While the bisque sauce is simmering, add 20ml of rapeseed oil to a separate pan on a medium heat. Next, place the trout onto the pan skin-side down and cook it for approximately five minutes.
While the trout is cooking, place a separate pan on a low heat and add the new potatoes. Once the potatoes have warmed through, gently crush them with a fork.
Then, add a knob of butter, cooked crab, chives and parsley and cook them for approximately two minutes, until they are warm. Mix all ingredients together and season to taste, before removing the pan from the heat and placing it to one side.
Once the trout’s skin has become golden and crisp, turn it over and cook for a further three minutes, before turning off the heat and adding a knob of butter to the pan. Once the butter starts to foam, baste the fish with the butter, before removing the trout from the pan and leaving it to rest on a plate.

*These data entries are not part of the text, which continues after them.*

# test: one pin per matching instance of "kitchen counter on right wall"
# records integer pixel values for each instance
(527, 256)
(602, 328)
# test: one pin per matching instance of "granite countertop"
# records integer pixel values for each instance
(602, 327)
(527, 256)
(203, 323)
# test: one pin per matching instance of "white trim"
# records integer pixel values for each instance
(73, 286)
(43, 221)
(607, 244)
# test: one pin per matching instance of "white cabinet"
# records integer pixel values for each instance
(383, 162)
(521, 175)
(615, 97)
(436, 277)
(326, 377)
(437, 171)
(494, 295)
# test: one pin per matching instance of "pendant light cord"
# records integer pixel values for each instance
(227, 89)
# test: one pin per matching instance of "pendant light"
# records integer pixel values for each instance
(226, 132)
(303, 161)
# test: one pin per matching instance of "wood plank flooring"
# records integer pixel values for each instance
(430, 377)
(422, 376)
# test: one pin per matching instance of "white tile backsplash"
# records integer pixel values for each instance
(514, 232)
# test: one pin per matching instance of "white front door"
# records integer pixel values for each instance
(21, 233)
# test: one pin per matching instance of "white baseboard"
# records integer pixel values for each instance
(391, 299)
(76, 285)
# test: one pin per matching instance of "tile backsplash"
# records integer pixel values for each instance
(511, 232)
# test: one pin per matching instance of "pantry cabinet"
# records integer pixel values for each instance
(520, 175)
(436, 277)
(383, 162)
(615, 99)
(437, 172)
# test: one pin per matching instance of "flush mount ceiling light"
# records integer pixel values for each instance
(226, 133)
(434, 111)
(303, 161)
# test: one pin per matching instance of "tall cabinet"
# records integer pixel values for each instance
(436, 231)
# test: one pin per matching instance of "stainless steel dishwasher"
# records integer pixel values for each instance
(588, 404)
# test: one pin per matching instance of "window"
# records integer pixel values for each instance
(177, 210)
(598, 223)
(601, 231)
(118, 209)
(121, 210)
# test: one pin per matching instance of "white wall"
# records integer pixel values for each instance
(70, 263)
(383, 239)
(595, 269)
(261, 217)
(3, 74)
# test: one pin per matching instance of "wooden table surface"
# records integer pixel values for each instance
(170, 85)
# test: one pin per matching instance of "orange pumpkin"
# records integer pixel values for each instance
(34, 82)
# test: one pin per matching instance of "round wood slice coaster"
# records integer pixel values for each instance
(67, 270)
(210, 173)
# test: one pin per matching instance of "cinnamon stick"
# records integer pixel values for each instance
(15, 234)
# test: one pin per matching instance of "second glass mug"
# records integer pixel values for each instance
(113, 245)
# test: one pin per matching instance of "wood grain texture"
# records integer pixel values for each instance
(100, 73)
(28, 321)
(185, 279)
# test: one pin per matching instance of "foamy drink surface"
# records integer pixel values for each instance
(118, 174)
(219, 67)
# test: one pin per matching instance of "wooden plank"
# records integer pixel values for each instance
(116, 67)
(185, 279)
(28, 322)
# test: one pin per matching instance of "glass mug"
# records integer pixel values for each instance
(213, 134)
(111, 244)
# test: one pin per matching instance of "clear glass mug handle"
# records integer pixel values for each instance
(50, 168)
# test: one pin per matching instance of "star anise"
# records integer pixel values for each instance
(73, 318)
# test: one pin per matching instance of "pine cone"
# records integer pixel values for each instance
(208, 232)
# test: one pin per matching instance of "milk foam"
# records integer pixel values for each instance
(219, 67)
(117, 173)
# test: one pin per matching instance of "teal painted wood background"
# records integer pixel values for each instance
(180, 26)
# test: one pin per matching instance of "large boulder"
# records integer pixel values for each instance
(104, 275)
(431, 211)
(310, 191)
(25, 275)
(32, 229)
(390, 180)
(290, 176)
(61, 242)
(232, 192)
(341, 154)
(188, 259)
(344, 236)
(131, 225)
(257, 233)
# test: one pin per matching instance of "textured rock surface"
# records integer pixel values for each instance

Once the bisque sauce has reduced by 90 percent and is dark red, add the cream and bring the mixture to a boil, before seasoning the sauce to taste and setting it aside.
Add a knob of butter to another pan and warm it on a low heat, before adding the kale and cooking until it has softened. Then, remove the pan from the heat.
Finally, place the crushed potato onto the centre of your serving plate and add the kale to the top of the potato.
Gently place the trout on top of the kale, before generously pouring the sauce on top of the trout.